Restoring Function: Hand and Wrist Exercises

Introducing controlled, gentle movement shortly after surgery prevents stiffness and the formation of scar tissue adhesions. Surgeons encourage simple finger movements, such as making a full fist and then fully straightening the fingers, within the first few days. This early activity helps keep the tissue mobile and reduce internal scarring.

A structured rehabilitation program includes specific exercises to encourage the median nerve to glide smoothly within the carpal tunnel. These “nerve glides” involve a sequence of subtle hand and wrist position changes. Examples include extending the fingers and wrist while tilting the head away from the affected side, which gently mobilizes the nerve without stretching it.

Range of motion exercises, including gentle wrist flexion and extension, are introduced around two weeks post-operation. These movements restore flexibility without putting excessive strain on the healing tissues. Grip strength training, such as lightly squeezing a soft ball or sponge, is postponed until four weeks or later. Start grip training with minimal effort to avoid compressing the healing palm.

Resuming Daily Life: Activity Restrictions and Scar Care

Returning to routine activities requires a gradual approach to protect the healing ligament. Patients must avoid lifting objects heavier than one or two pounds for the first two to four weeks following surgery. Heavy gripping, pushing, or pulling activities, like wringing a towel or using power tools, are restricted for approximately four to six weeks.

Driving can be resumed within one to three weeks, depending on which hand was operated on and the individual’s comfort level. Activities involving repetitive hand use, such as prolonged typing, must be limited initially and reintroduced slowly with frequent breaks. While return to desk-based work can be as early as one to two weeks, manual labor may require three to eight weeks off.

Once the incision is fully closed and the stitches are removed, focus shifts to managing the scar tissue. Scar massage, using a moisturizing cream or lotion, should be performed two to three times daily. Apply firm, circular pressure along the length of the incision to soften the scar and decrease its sensitivity. Protecting the scar from direct sunlight is also important for several months to prevent hyperpigmentation.

When to Call the Doctor: Recognizing Complications

While some pain, swelling, and temporary numbness are expected during recovery, certain symptoms indicate a potential complication requiring immediate medical attention. Signs of a surgical site infection include increasing redness, warmth, or swelling around the incision, or any foul-smelling drainage. A persistent fever is another indication of infection.
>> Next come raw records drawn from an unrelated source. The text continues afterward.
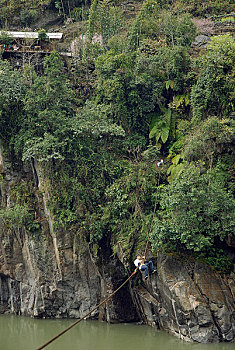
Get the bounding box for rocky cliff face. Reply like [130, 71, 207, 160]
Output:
[133, 254, 235, 343]
[0, 144, 235, 343]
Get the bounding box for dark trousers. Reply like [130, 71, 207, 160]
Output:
[140, 260, 153, 277]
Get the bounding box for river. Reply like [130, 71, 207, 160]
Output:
[0, 315, 235, 350]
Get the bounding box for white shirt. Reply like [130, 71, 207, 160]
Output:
[134, 259, 143, 269]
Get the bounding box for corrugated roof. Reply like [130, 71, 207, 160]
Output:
[0, 31, 63, 40]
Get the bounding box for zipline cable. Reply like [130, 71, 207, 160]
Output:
[36, 267, 138, 350]
[36, 160, 161, 350]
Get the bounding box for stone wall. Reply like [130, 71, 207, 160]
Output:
[133, 254, 235, 343]
[0, 147, 235, 343]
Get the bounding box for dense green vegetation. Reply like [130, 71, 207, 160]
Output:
[0, 0, 235, 272]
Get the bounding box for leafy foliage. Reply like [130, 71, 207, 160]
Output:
[191, 35, 235, 122]
[152, 166, 234, 252]
[0, 0, 235, 272]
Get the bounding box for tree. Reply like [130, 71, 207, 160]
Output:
[152, 165, 235, 254]
[15, 52, 74, 160]
[0, 60, 28, 143]
[191, 34, 235, 123]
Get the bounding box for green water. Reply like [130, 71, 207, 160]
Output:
[0, 315, 235, 350]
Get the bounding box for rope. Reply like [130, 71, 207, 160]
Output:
[37, 267, 138, 350]
[37, 160, 161, 350]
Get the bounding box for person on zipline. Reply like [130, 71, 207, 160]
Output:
[134, 255, 157, 280]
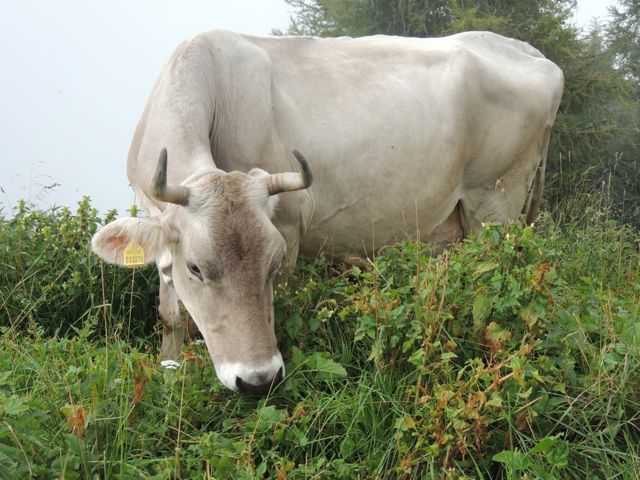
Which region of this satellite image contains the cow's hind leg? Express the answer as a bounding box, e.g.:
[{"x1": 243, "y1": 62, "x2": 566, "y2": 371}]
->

Patients should seek immediate care if they experience pain not managed by the prescribed medication or if the pain is suddenly severe and worsening. Excessive bleeding that soaks through the dressing should prompt a call to the doctor. Nerve-related issues, such as new or worsening numbness, tingling, or weakness more severe than before the surgery, require prompt evaluation.

Watch for changes in the hand’s appearance, such as the hand feeling cool, looking pale, or changing color, which could signal a circulatory problem. Any sharp, burning, or electric-like pain that disrupts daily life may point toward nerve irritation. Reporting these signs quickly allows for early intervention and prevents setbacks in the healing process.